Jonna sah ihnen nach - fassungslos angesichts dessen, was sie gerade erlebt hatte. Ihr Instinkt sagte ihr, daß Tralman selbstverständlich nicht nach Drogen in Sikkims Blut suchen lassen würde.

Sie betrachtete ihre Hände, ihre Kleidung, suchte nach verwertbaren Blutflecken, die von Sikkim stammten, fand aber natürlich nichts.

Ich war zu rücksichtsvoll! dachte sie bitter. Ich hätte ihm eins auf die Nase geben sollen!

Der Außendienstler, der Sikkim überwältigt hatte, stand immer noch in der Schleuse. Er war sehr jung, höchstens achtzehn. Er wirkte betreten und schien nicht recht zu wissen, was er tun sollte.

"Gehören Sie zu Tralman?" fragte Jonna.

Er nickte.

"Ich bin einer seiner Anwärter", erklärte er. "Er hatte mich zu sich bestellt. Ich kam gerade in die Praxis, als man ihn unter der Abschirmung hervorholte."

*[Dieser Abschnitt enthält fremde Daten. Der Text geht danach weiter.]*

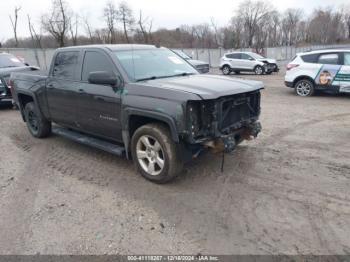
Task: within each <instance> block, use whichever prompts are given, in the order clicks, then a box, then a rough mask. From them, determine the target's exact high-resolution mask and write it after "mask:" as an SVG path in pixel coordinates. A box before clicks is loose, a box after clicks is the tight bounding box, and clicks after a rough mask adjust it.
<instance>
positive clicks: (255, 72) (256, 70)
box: [254, 65, 264, 75]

Jonna sagte sich, daß es keinen Sinn hatte, ihre Wut auf Tralman an diesem Jungen auszulassen.

"Wie heißen Sie?" fragte sie.

"Ken."

"Wollen Sie mir helfen, Ken?"

Er nickte.

"In dem Fach da drüben finden Sie ein paar Lappen und eine Flasche mit einem Reinigungsmittel", sagte Jonna. "Wischen Sie das Blut dort am Türrahmen weg" (Tralmans Blut, leider nicht das von Sikkim, sinnlos, es analysieren zu lassen) "und reinigen Sie die Dichtungen. Ich werde inzwischen die Sensoren wieder auf Vordermann bringen."

Gemeinsam machten sie sich daran, die Spuren des Zwischenfalls zu beseitigen. Sie brauchten dazu ungefähr eine halbe Stunde. Dann verließen sie die Schleuse, und Ken ging seiner Wege.

Als Jonna allein war, erkundigte sie sich nach Sikkims Befinden. Die Auskunft, die das System ihr erteilte, war kurz und sachlich:

"Der Protektor Sikkim ist tot."

Jonna war wie vor den Kopf geschlagen.

"Tot?" wiederholte sie. "Warum? Was ist passiert?"

"Er ist gestorben."

Punkt und aus: Das System war offenbar der Meinung, daß damit alles Wesentliche gesagt war.